Instead of traveling into the timeline fabric intricacy of a seemingly insignificant event that uncannily affects history, as in The City on the Edge of Forever, Arne Darvin, played by Charlie Brill, wants to change the “history” of Star Trek (and save his career with the Klingon Intelligence Agency). Like a baseball nostalgia night, Commander Benjamin Sisko and his away team change into Original Series uniforms, and pretend to be members of the original Enterprise crew. They must capture Darvin before he executes his plan of assassinating Captain Kirk with a bomb disguised as a Tribble. The City on the Edge of Forever dramatizes singular time travel to an open-ended existentialist scene (Kirk just might sacrifice the universe for love) at a pivotal moment in human history (allowing or forestalling the emergence of a North American pacifist movement which would have tilted the outcome of World War II). Trials and Tribble-ations showcases redoubled time travel back to the determinist screen of nostalgia for a future whose chronology and outcome are already known in advance and must take place.

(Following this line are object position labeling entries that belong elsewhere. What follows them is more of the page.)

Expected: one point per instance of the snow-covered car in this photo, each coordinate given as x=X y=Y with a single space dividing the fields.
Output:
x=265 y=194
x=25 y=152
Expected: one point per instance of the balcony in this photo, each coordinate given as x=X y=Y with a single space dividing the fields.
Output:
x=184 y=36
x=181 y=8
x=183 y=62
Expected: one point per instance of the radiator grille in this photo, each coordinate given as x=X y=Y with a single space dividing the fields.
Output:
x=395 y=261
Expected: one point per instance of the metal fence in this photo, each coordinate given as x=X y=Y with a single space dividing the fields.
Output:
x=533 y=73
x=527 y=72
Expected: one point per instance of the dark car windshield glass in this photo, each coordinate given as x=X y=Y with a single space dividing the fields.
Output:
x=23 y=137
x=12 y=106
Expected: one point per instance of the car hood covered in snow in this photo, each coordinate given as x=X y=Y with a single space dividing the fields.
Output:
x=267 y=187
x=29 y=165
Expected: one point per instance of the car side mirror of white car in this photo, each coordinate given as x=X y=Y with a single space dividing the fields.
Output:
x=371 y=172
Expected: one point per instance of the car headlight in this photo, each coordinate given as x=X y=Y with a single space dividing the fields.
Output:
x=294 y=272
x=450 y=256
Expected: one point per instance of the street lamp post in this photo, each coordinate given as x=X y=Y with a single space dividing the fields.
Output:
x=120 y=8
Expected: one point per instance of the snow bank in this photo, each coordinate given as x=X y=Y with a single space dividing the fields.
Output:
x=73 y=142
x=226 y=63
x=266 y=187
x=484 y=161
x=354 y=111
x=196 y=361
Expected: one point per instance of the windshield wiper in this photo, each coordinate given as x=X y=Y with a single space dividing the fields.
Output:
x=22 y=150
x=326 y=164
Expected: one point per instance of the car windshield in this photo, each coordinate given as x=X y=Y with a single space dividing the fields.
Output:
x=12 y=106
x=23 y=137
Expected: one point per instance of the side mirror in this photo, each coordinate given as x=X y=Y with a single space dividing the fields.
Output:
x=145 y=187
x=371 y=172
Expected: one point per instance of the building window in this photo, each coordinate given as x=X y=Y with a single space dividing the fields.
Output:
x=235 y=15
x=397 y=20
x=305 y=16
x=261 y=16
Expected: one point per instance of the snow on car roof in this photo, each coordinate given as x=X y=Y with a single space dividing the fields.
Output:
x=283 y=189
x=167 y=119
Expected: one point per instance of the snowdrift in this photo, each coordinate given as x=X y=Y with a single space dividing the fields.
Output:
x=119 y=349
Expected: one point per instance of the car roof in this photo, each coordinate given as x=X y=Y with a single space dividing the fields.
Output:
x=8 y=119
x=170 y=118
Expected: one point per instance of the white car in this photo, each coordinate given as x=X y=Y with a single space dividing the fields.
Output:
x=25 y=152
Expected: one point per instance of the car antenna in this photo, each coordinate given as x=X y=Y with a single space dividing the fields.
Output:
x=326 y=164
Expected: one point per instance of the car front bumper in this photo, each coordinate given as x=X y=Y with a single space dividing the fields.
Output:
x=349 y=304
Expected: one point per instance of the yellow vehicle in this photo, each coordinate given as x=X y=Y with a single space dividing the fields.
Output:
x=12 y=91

This non-event in the non-history of Star Trek is arrived at through the Hollywood and Silicon Valley time travel technology of digital recomposition. In Forrest Gump-style, the Deep Space Nine officers are inserted into footage from The Trouble With Tribbles. In some newly-filmed sequences, stand-ins for the characters from the late 1960s or the year 2262 are shown from waist to shoulders. “A mask is created which allows the original actors to be seen while blocking out their background. The new footage is then placed behind the old and only the new background which shows through the mask is seen,” as J. Trent Adams explains. (http://www.skotophile.com) Enterprise crew members, led by Deep Space Nine’s Chief Miles O’Brien, have gotten into an unauthorized bar brawl with the Klingons. Kirk has called them to a lineup to dress them down. Two of the original characters are “masked out” and replaced with O’Brien and Dr. Julian Bashir. The highlight is the interactivity achieved between Kirk and O’Brien. Kirk asks a question directly to O’Brien, and the space station Chief of Operations from 2367 responds. Visual effects artists digitally added Bashir’s shadow as a “floating semi-transparent mask,” and enhanced the lighting on Kirk. Set designers built a facsimile of The Original Room, and the production crew filmed O’Brien and Bashir on a “motion-controlled turntable in front of a green screen.” (Star Trek Deep Space Nine Companion) Conversation between Captain Kirk and Mr. Spock is overheard in the background during scenes involving Commander Benjamin Sisko and Science Officer Jadzia Dax. When Kirk is fed up after sitting down on the Tribble in his Bridge chair, it is Jadzia Dax who soothes him with a shrug of the shoulders. When Tribbles are dropping on Kirk’s head from the overhead storage compartment bin, it is Dax who is tossing them down. In the Brazilian Portuguese version, The Trouble With Tribbles is called Problemas aos pingos, or Dropping Problems. At the end of the episode, Commander Sisko sneaks an autograph from the legendary Kirk. He substitutes digitally and symbolically for a Yeoman-type subordinate bringing the Captain his logbook to sign (footage of Lt. Marlena Moreau, played by Barbara Luna, from The Original Series episode Mirror, Mirror).